Personally, I am probably about as relieved as he is. As we discussed a year ago in an essay of mine, talking about Lance is a complex matter and it's easy to devolve into cheeky nonsense like the headline to this story. Not because I don't like the guy -- I was as rabid a fan as they came a decade ago -- but because, well, I would just rather talk about something else these days. The Lance Era was long, glorious, and consuming, so for me it's just more fun to talk about more current trends in the sport.
With the sun setting on the Lance Era, once and for all, a really, really fun topic for me is to talk about who the next American winners will be. Not necessarily of the Tour, but winners in a more general sense. Let's take a look at a few names which you may or may not know, and I also invite anyone with a deeper knowledge of the up-and-comers on the US scene not named here to add to the list.
Tyler Farrar, Garmin-Transitions
OK, you have almost certainly heard of Farrar, and in reality he's not so much of an up-and-comer as opposed to a guy who's arrived. However, in some ways Farrar's career is still developing. At age 26, Farrar is an established sprinter, possibly the second-fastest man in the world after Mark Cavendish. However, his true love is the spring classics in his adopted home of Belgium, and the Wonder of Wenatchee (Wash.) just completed his first real go at them, finishing an astounding fifth in the Tour of Flanders, ninth in Gent-Wevelgem (thought to be a better target for him), and winning the Scheldeprijs as well as a stage of Driedaagse de Panne. Tom Boonen and Fabian Cancellara aren't looking over their shoulders just yet, but next time around Farrar won't just be relying on his strong legs and all-round ability, he'll have some experience to boot.
Taylor Phinney, Trek-Livestrong
OK, now we're getting into the kids. Phinney, son of two of the most decorated riders in US history (Connie Carpenter and Davis Phinney), is a mere 20 years old and still learning his way around the road scene... as he racks up victories. Phinney is a two-time world track pursuit champion already, a good indicator of pure power and sprinting ability. He's also a double winner of the Under-23 Paris-Roubaix, joining names like Stephen Roche (world champion and Tour winner, 1987), Marc Madiot (double-winner of the senior Paris-Roubaix classic), Thor Hushovd (green jersey winner, elite sprinter and classics rider), and others, nearly all of whom went pro. At 6'4" tall Phinney won't be flying up the Alps in the Tour very often, but he could be a top classics contender in another few years after chasing his track goals in the 2012 Olympics in London.

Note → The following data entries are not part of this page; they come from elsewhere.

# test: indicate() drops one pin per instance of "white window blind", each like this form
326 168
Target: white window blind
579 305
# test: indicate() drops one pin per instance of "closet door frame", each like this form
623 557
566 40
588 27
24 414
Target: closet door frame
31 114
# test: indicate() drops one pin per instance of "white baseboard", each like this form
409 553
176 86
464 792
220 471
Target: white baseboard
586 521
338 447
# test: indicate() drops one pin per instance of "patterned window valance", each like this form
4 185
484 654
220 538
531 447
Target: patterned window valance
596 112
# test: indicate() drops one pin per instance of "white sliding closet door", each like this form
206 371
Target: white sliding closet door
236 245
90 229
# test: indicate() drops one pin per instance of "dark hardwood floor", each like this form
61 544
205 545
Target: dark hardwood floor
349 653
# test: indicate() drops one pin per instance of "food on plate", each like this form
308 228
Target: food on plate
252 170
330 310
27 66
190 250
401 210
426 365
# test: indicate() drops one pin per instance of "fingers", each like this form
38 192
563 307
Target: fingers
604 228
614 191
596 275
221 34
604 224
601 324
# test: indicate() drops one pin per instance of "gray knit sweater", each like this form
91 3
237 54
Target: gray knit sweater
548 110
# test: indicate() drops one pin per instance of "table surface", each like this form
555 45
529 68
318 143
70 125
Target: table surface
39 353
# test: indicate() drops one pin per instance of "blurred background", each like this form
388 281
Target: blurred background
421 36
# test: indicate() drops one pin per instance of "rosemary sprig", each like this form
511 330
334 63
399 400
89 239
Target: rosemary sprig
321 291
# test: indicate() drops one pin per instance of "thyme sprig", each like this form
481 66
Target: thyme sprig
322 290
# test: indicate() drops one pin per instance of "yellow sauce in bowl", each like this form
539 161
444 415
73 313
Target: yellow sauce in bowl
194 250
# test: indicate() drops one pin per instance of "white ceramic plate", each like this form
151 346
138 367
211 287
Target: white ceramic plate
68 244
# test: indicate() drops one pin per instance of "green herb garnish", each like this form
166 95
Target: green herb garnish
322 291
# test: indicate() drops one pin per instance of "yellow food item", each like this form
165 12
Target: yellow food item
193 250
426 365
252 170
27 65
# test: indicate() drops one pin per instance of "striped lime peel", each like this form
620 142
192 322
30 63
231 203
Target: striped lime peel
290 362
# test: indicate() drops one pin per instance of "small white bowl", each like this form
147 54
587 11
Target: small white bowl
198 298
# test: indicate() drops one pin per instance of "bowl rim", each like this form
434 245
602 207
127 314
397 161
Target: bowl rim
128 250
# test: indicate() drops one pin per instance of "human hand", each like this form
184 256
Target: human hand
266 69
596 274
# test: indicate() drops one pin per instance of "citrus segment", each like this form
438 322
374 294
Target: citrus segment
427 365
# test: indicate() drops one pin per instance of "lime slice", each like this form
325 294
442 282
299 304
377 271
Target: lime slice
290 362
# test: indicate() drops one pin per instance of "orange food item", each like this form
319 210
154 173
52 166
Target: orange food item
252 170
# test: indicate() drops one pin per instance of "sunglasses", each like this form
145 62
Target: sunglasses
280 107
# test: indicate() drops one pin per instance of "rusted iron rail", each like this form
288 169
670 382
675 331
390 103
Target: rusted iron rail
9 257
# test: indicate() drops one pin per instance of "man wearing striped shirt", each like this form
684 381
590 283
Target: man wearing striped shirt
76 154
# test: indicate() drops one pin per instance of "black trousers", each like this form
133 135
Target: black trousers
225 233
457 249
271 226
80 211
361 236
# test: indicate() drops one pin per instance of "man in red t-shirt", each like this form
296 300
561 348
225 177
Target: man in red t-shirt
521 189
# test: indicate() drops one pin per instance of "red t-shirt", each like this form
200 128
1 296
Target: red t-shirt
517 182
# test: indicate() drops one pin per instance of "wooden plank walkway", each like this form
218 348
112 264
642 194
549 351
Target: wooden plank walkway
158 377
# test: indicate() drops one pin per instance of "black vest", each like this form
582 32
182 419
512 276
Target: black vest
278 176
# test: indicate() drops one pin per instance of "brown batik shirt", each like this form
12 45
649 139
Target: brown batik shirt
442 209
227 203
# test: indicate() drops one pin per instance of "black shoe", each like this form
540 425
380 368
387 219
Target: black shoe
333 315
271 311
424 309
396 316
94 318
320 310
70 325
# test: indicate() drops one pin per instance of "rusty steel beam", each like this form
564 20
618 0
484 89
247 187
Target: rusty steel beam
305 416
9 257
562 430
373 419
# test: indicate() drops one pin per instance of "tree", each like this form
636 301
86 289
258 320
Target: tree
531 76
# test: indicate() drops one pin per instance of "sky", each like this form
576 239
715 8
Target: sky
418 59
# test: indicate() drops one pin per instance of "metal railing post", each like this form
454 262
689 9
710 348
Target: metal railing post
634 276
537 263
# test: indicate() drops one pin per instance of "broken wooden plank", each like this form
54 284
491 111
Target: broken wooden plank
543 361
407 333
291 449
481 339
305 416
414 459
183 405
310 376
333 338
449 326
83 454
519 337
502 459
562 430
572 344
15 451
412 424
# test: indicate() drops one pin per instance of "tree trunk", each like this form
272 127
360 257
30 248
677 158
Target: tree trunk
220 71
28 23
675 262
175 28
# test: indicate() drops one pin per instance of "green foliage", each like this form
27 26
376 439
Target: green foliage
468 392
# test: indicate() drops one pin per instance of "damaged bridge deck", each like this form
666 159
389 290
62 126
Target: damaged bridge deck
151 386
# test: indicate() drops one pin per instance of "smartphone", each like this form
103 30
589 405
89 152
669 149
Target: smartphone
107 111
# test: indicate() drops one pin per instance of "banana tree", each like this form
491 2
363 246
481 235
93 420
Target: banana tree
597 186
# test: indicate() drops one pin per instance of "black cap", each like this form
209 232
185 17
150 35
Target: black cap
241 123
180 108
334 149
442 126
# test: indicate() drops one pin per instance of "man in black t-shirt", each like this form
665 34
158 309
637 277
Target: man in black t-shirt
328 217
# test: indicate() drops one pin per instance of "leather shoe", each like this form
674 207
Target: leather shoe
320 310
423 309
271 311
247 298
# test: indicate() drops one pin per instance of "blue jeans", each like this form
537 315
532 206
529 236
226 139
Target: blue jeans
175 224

Lawson Craddock, USA Cycling Development Team
The "Houston Rocket" has already made a pretty big splash on the juniors scene, sweeping the disciplines at the US Junior Nationals and coming in third in the Juniors Paris-Roubaix this spring. Only 18, it's pretty hard to say where this is headed, but if you're in the habit of keeping young kids on your cycling-fan radar screen, save a blip for Craddock. He is expected to join the Garmin-Transitions development team for next year, but no decision has been made.
Tejay Van Garderen, HTC-Columbia
Probably the next American name you'll see in the show, if you haven't already. Van Garderen, 21, turned heads with a third place in the Criterium du Dauphine, a race attended by many of the sport's biggest names. He rolled across the line at the legendary Alpe d'Huez only 1.12 behind winner Alberto Contador. Strong stuff, in his first pro season with the HTC-Columbia development machine. Fans should probably temper their enthusiasm a bit -- top stage racers develop a bit more slowly than one-day riders and sprinters -- but Van Garderen is already one to watch and hopes to make his grand tour debut sooner rather than later.
American cycling has its share of stars in the making, but other countries do too and development is something you have to earn slowly, day-by-day. Whether it happens or not remains to be seen, and we shouldn't saddle the youngest guys with expectations. But as a fan it's hard not to be excited for the next chapter.
By the way, Armstrong is the creator of the Trek Livestrong Team and a big supporter of developing future cyclists. I don't know if he set out to put the country on the map, but he and a lot of others are seizing on the momentum created by Armstrong's success and making sure the US is well represented for a long time to come.